Lucy’s going to be devastated. She’s already half in love with Eliza, already spinning fantasies about nail polish and having someone to talk to about girl things. She’s going to ask where Eliza went, and I’m going to have to explain her away as a visitor just passing through the ranch. My chest tightens.

Then the front door opens and closes.

I move to the window and watch Eliza walk down the drive. Her suitcase rolls behind her. Her phone is pressed to her ear. She doesn’t look back once. I watch her walk, and a calm rolls over me.

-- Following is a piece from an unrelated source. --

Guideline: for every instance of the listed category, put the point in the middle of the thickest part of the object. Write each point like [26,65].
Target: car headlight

This isn’t over, it can't be.

I press my palm to the cold glass and make myself a promise. She can run back to California. She can bury herself in work and build her walls higher than ever. But I’ve seen the woman underneath all that armor.

I’ve held her. Tasted her. I heard her cry out my name like it was the only word she knew. She’s mine. She just doesn’t know it yet.

And I’m a patient man.

11

eliza

I pull out my phone and fire off a series of text messages to Danner.

I left the ranch, and I won’t be back. I’m not ready to do this.

I hope you come home at some point, but I understand why you’d want to stay.

I’ll call you tomorrow once I’m home.

Love you.

My phone vibrates with a response, but I don’t bother pulling it out. I can’t right now. I don’t have the brain space—I’m barely holding it together. I need to get off this ranch before I fall apart completely.

I walk as quickly as I can, only everything looks different without the snow falling. It takes me twenty minutes of dragging my suitcase across the grounds to get back where I started. I feel one hundred sets of eyes on me as I parade my suitcase across the gravel roads in the world’s longest walk of shame.

It takes all my resolve to keep my feet moving back toward reality. If I were sitting across from myself in my law office, I’d discount every emotion and look only at the facts. But there’s no amount of rationalizing that makes this hurt any less.

In the end, I make it to my rental car before the first tear slips behind my oversized black sunglasses. Not the airport. Not even the main road. Just the gravel parking lot where I left my SUV two days ago—back when I thought I was here to rescue my brother and nothing more. I don’t even recognize that version of me anymore.

My hand is on the door handle when I see them.

The Christmas lights.

Walker’s Christmas lights—the ones Lucy was so proud to show me—are glowing in the weak morning sun. They’re wrapped around the eaves of the Velvet Spur and outlining the big double doors. The crooked star on the lobby tree is visible through the window, tilting like it’s had a long year.

Perfect is boring,Lucy said.Maybe flawed is just another word for interesting.